PhD Student · Computation & Neural Systems · Caltech

Alexander Detkov

I study how neural networks build world models — how local observations are glued into a coherent global picture of the world.

In the Thomson Lab.

Portrait of Alexander Detkov
01

About

I'm a PhD student in Computation & Neural Systems at Caltech, advised by Prof. Matt Thomson. My research is on how deep learning builds world models. I'm drawn to the topological, geometric, and algebraic structure a model takes on as it learns, and what it reveals about how networks generalize.

Before Caltech I studied Engineering Physics and Mathematics at the University of Alberta. Earlier work spanned neural architecture search at Huawei, graph neural networks, computational nanofluidics, and experimental particle physics with the IceCube Neutrino Observatory.

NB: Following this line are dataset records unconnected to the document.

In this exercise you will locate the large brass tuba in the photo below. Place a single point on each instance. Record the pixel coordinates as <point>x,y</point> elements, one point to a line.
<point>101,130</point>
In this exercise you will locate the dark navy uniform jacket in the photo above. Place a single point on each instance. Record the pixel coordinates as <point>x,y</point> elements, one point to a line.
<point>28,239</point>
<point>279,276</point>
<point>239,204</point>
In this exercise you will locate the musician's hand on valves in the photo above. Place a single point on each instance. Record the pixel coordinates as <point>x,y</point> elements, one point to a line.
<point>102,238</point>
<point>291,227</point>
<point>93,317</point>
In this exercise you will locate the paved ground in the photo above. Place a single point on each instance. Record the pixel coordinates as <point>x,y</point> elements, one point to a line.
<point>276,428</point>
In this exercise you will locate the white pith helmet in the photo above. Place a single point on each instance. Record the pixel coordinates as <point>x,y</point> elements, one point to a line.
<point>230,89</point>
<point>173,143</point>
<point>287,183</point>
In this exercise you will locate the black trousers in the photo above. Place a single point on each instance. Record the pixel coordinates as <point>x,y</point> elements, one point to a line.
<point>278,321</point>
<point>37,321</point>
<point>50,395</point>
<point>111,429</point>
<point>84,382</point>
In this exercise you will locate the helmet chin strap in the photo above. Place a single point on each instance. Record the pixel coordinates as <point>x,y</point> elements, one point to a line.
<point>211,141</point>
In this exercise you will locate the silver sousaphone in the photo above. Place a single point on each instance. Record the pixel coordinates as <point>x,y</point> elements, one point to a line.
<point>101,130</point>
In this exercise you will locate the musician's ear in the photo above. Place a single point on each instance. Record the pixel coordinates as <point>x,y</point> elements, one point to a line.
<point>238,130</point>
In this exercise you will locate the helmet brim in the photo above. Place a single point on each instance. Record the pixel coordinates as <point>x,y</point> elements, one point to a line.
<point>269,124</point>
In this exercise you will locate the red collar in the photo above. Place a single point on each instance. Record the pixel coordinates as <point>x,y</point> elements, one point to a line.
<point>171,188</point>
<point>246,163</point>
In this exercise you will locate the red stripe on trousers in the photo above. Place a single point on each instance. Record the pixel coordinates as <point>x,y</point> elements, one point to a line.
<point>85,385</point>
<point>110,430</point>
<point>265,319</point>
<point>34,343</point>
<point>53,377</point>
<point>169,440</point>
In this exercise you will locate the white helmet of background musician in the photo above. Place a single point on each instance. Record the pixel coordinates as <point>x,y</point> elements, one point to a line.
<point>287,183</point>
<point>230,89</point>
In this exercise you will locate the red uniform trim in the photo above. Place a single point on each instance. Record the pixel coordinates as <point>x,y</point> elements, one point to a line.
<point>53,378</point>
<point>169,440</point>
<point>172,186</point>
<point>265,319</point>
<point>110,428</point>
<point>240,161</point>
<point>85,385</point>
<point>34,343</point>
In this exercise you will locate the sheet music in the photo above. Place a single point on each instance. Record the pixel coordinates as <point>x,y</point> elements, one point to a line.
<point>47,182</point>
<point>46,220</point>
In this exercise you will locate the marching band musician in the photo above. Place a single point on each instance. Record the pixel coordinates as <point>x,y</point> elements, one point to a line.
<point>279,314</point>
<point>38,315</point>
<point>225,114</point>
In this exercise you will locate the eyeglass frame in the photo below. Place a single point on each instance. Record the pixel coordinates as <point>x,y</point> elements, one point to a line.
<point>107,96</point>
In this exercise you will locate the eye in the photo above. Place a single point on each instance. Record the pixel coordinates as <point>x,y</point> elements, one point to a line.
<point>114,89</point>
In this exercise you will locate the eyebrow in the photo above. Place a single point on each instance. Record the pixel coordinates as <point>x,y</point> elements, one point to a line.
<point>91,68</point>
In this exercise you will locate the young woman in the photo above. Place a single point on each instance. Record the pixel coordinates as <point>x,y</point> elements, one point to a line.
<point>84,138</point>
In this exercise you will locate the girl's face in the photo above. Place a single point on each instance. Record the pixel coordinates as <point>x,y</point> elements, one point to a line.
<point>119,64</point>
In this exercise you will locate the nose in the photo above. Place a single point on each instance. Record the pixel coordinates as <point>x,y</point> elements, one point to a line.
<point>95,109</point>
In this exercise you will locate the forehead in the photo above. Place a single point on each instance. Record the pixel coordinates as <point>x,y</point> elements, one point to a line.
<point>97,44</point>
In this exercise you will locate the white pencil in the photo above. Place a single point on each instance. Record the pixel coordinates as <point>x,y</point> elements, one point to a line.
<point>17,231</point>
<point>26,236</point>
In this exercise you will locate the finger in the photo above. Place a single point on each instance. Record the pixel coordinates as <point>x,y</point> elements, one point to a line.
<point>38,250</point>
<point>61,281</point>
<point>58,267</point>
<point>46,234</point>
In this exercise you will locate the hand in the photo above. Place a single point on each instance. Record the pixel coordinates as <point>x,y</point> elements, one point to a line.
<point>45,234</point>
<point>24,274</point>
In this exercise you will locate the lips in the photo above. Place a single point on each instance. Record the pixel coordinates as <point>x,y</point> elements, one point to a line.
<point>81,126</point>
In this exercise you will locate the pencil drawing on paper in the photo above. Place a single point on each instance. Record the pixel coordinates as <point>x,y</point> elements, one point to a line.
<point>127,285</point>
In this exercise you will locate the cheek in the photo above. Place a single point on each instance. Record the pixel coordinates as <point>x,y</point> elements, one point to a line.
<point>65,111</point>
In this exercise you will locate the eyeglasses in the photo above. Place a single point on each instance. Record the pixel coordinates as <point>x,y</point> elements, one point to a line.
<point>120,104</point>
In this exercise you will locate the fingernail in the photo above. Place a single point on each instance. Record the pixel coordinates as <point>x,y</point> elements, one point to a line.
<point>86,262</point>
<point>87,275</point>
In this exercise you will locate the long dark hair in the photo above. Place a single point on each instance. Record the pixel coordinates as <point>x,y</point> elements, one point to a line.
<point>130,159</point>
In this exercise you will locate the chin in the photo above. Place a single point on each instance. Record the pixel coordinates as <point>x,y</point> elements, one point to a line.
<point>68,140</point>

I believe reasoning and mathematical structure — not pure empiricism — are the key to generalization and interpretability, and I want to build a rigorous, interpretable theory of how deep learning works. Long term, I'm aiming for a career in research and teaching.

02

Research

I work where deep learning meets pure mathematics.

World models in deep learning

How a network turns raw experience into a usable internal model.

Structure in representations

The shape of what a model learns — and how it mirrors the world it learned from.

Generalization

When and why models generalize instead of memorizing — and what a real theory of it would take.

Interpretable, principled ML

Why structure, not scale alone, leads to models we can understand and trust.

03

Selected publications

  1. Prompt Baking — concept illustration
    arXiv2024

    Prompt Baking

    Alexander Detkov*, Aman Bhargava*, Cameron Witkowski*, Matt Thomson · equal contribution

    Preprint, arXiv:2409.13697

    Converts a natural-language prompt into a targeted weight update, training a model to match the prompted distribution — giving durable behavioral control, stronger zero-shot reasoning from baked chain-of-thought, and continual "knowledge baking."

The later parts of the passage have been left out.